Re-run AN-102's GBM-predicted-bias spec with the AN-121 shell list (extension, high gain ~30 min). AN-102's interesting finding was that other_firm-residual lit up the GBM-predicted- bias outcome (+0.024 raw, p<0.01) while shell did not, suggesting the within-poll fingerprint of slant lives in the unaudited residual. With the AN-121 expansion the residual shrinks from 2,542 → 1,601 rows (the rule pulled high-volume CNPJs out into the shell bucket). Re-running the GBM-predicted-bias spec tells us whether the predicted-bias signal moved from residual into the expanded shell bucket (= AN-121 rule caught the slant signal) or stays in residual (= GBM-predicted-bias signal is not driven by volume, the rule didn't help). Suggested script: an-NNN-shell-bucket-expanded-gbm.py.

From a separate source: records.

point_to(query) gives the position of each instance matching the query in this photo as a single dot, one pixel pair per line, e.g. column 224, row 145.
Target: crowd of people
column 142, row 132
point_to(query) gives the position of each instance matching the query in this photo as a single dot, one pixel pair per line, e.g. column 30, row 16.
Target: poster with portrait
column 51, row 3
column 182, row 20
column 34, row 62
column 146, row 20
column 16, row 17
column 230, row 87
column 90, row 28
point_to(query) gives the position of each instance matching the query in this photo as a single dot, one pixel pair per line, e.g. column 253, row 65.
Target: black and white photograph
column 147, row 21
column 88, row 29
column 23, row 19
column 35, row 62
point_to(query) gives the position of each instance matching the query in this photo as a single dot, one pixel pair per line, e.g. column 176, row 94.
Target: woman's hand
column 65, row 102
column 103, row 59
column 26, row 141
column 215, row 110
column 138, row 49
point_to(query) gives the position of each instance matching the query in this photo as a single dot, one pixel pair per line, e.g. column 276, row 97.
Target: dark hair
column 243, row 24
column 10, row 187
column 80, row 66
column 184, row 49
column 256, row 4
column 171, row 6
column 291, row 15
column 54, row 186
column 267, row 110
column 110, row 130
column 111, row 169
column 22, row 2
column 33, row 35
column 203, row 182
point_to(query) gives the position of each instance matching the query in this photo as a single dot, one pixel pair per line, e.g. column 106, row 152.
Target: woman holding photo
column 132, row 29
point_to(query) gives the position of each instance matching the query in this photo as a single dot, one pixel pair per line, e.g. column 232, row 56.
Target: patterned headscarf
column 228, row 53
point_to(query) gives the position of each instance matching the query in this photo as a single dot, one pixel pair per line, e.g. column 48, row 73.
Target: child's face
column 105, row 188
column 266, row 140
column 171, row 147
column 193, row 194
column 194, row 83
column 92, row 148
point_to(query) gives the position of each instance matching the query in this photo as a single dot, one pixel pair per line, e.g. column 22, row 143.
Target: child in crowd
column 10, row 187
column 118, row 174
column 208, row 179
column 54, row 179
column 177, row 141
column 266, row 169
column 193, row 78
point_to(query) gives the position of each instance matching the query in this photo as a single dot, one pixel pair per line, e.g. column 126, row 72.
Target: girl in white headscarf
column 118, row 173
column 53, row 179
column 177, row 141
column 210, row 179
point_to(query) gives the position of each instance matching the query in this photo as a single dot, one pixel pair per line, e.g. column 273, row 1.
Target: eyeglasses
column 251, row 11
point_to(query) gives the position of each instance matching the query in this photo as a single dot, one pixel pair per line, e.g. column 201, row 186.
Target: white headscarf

Add a sentence to the iceberg appendix (writing, ~5 min). The appendix section currently states the iceberg-framing claim is at the identification margin; AN-122 supports this with a robust null on |error| at 2.6× sample. One sentence in the "Construction — Shell CNPJ" paragraph would close the loop: "The expanded shell bucket does not produce polls measurably noisier than media polls on the |error| outcome at the per-cand-poll-row level (AN-122; null across every FE spec at n=1,612), consistent with the iceberg-framing claim that cover-vehicle activity does its work at the identification margin rather than the per-poll noise-floor margin."
Power analysis: what sponsor-row effect would the |error| spec detect on shell polls? (blind spot, ~30 min). Bound the null. If the S3 CI on shell-β at n=1,612 rules out a per- sponsor-row effect of size X, that's an upper bound on the shell-bucket mechanism magnitude under the within-poll-tilt model. Useful for the paper's caveats section. Suggested approach: simulate a +7 pp tilt on one row per shell poll + refit; check at what tilt-size the spec detects significance.